Operation Unmanned Machine

In a paper by Noah Zych, Principal Engineer – Unmanned Systems, Oshkosh Corp., entitled United States Marine Corps/Robotics Technology Consortium Cargo Unmanned Ground Vehicle, he states “The increasing level of technical functionality demonstrated by progressive unmanned ground vehicles (UGVs) has liberated them from the highly constrained environments of research laboratories and rigidly structured scenarios, and has transformed consideration of their use in military operational environments from hypothetical to imperative. In less than ten years, prototype full-size UGVs have advanced from faltering expeditions across only a few miles of static terrain to high speed trips in complex freeway traffic.” (Search 10685103 at www.oemoffhighway.com for the full paper.) The Marines are considering autonomous vehicles for a variety of jobs, from logistics convoys to route clearance.

Oshkosh Corp., Oshkosh, WI, has been working on its unmanned vehicle system platform for years, starting with its vehicle submission for the 2004 DARPA (Defense Advanced Research Projects Agency) Challenge. Oshkosh’s robotics efforts began in response to the 2001 U.S. Armed Forces announcement of its goal to have one-third of all operational ground combat vehicles unmanned by 2015. Oshkosh is working together with the National Robotics Engineering Center (NREC) of Carnegie Melon University to develop its robotic technologies, and has been since their 2010 announcement of the joint partnership for the perception system.

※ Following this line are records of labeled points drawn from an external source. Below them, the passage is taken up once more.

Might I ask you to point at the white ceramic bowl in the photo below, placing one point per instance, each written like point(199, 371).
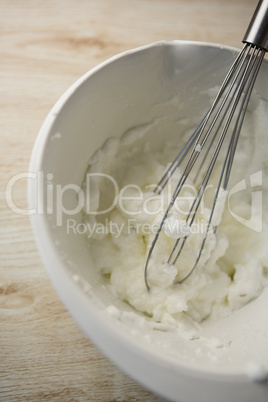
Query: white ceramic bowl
point(108, 100)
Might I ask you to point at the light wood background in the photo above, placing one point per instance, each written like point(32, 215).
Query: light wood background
point(44, 47)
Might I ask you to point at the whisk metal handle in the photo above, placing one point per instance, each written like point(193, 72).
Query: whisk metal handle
point(257, 32)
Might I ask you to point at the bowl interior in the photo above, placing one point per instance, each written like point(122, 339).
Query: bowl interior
point(164, 83)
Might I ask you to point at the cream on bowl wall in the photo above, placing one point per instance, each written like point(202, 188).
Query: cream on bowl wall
point(223, 364)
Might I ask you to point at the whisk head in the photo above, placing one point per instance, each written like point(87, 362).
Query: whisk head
point(218, 130)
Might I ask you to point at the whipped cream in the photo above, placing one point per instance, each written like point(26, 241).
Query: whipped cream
point(233, 265)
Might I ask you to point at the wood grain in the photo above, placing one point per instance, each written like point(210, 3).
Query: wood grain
point(44, 47)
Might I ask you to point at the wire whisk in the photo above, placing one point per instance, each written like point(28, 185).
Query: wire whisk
point(217, 130)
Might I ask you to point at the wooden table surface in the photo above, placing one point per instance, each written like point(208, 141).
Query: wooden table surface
point(44, 47)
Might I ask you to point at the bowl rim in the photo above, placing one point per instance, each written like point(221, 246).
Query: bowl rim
point(79, 303)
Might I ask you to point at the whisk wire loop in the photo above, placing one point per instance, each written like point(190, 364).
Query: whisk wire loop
point(236, 87)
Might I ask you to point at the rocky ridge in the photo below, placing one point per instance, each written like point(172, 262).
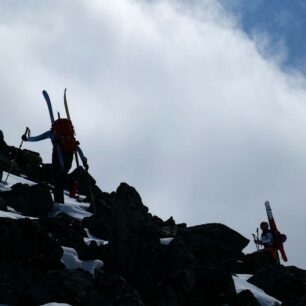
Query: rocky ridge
point(195, 267)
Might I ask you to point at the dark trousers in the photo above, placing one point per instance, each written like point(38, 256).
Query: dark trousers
point(60, 172)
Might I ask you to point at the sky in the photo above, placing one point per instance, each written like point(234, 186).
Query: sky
point(200, 105)
point(70, 256)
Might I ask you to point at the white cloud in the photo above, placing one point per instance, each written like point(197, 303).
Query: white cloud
point(177, 102)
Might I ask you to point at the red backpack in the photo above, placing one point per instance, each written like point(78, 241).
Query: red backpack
point(64, 135)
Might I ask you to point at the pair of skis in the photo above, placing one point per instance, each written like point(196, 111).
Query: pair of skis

The company’s TerraMax UGV Medium Tactical Vehicle Replacement (MTVR) was presented in Washington D.C. at the Assn. for Unmanned Vehicle Systems International Unmanned Systems 2011 back in August. The technology had recently completed its first limited technical assessment (LTA) for the U.S. Marine Corps Cargo UGV (CUGV) initiative (to read more on Oshkosh’s LTAs, Search 10689033 at www.oemoffhighway.com).

The Cargo UGV program is sponsored by the Marine Corps Warfighting Laboratory and the Joint Ground Robotics Enterprise’s Robotics Technology Consortium. The project augments the MK25 Standard Cargo Truck variant of the Oshkosh Defense MTVR. The CUGV platform parameters to meet were that the vehicle be instantly operational in either manned or unmanned mode; capable of providing full off-road mobility and payload capacity; able to operate—day or night—in urban, rural and primitive surroundings; and have minimal impact on visual signature or reliability of the host vehicle.

The Concept of Operations—or CONOPS—for the Cargo UGV was to carry out a convoy mission in a tactical environment with live forces using both manned and unmanned vehicles. A variety of operating conditions were to be presented relevant to the terrain in order to reduce Marine exposure to lethal attacks. The Command and Control Vehicle (C2V) Concept of Operations was to be a remote operator control unit so as to allow its personnel to plan routes and initiate missions, maintain situational awareness from beyond their line of sight, supervise and modify a vehicle’s behavior, review mission data and, of course, preserve the operator and occupants’ safety.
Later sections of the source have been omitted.